Why does our heart go out to beauty?
Think of a little white puppy with floppy ears and big eyes. The protective instincts flare up in all their glory. We instantly imagine ourselves to be the savior of the little one in need of love and keep him away from life’s vagaries and whims. But what if instead of a cute little puppy it is a woman. Not beautiful by standards defined by society. Maybe dark skinned. Maybe fat. Maybe with a scar on her face and graying wispy hair with no make up. Our first reaction is repulsion at the perceived ugliness. Second is of judgment.. she ‘let herself go’. And the third is indifference. The puppy maybe rabid with the capacity to kill and the woman may be the kindest person you ever met. Or she could be very rich and beneficial to you if you were to be nice to her. But a quick judgment call is made.
What irks me most is, we do agree there is beauty in the wrinkles of our mom’s hands. Or there’s beauty in an arid desert landscape. Or in a wild thunderstorm. Or a snow covered mountain. A sunny day with blue skies and fluffy clouds is beautiful. A snowy day is beautiful and a wet day in Venice is equally beautiful. Even a pug is considered adorable. Nature with her inconceivable antiquity and incredible and inhabitable extremes manages to make herself beautiful to us. In all her forms. Then why are the standards so stringent and narrow minded when it comes to human beauty and then especially physical beauty for women? Everything in nature is considered exquisite. Everything that tries to mar it is ugly. Then how come we have the exact opposite standards for ourselves. Everything that we are born with, we are hell bent on changing.
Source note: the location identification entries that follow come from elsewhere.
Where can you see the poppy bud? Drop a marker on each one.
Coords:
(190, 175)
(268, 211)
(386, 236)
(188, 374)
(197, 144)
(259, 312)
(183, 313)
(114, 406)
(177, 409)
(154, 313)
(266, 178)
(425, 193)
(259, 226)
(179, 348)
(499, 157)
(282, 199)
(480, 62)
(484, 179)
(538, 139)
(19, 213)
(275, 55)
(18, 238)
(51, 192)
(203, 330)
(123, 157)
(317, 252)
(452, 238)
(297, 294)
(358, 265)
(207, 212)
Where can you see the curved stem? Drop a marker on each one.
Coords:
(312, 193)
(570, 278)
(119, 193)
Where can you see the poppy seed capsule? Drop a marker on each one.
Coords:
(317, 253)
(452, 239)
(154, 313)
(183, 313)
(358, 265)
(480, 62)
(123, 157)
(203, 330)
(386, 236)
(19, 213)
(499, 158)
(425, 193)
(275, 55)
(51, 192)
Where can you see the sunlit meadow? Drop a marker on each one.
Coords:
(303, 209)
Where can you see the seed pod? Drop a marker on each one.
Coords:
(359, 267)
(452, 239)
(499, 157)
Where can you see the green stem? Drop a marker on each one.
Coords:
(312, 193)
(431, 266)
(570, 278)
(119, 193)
It’s not something that I talk about but something needs to be said. Only so that I can put it behind me. (Did you forget, it’s all about me! :D) Well, I had the worst classmates in engineering college. We were about 5 girls in a class of 60 with the rest of them being mean spirited, competitive guys. And I was the butt of relentless jokes. In all forms. Why? Because I was not one of the pretty girls. So I did not hold the attraction. So what to do with me? But make fun. I had a friend tell me that no guy will ever date me. And as a starry eyed 19 year old, it was quite a devastating statement coming from someone who was among my favorite people up until then. But times change, we grow up and things change. I learnt to forgive the careless remarks. What I never learnt was to forgive myself for being something less than what a woman is expected to be. And to actually realize that what he said was his opinion, not the truth. All the way up till now.
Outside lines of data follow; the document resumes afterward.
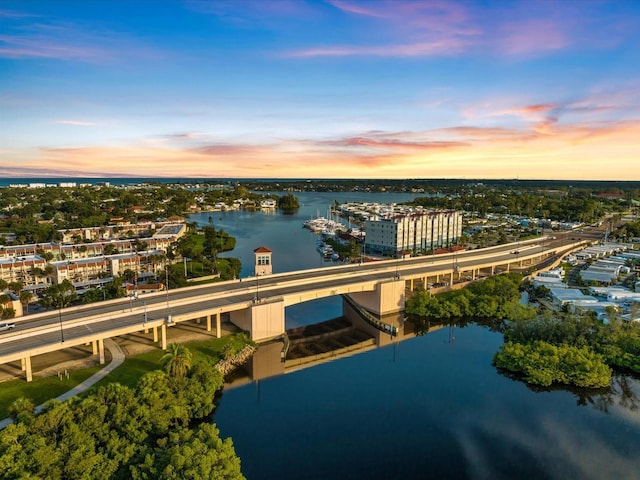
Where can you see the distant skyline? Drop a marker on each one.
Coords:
(320, 89)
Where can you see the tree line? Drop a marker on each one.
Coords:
(542, 347)
(160, 429)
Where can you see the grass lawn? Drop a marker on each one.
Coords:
(42, 389)
(135, 367)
And now, I don’t care. I refuse to live by the ideals that society forces upon women. More often by women themselves. I refuse to have body image issues. I refuse to feel inferior to anyone else because I don’t fit in the cultural definition of beauty.
I get one life to live. It’s wonderful. And I refuse to let so-called social definitions to ruin it for me in any way..
PS: I have had this post in my draft box for a couple of days now. Worried whether I am sharing too much. Especially because a lot of people who I know in real life read this blog. But to hell with it. And as a disclaimer, I am not sad or depressed or dealing with self-esteem issues. I am just plain angry that I let this bother me for so long.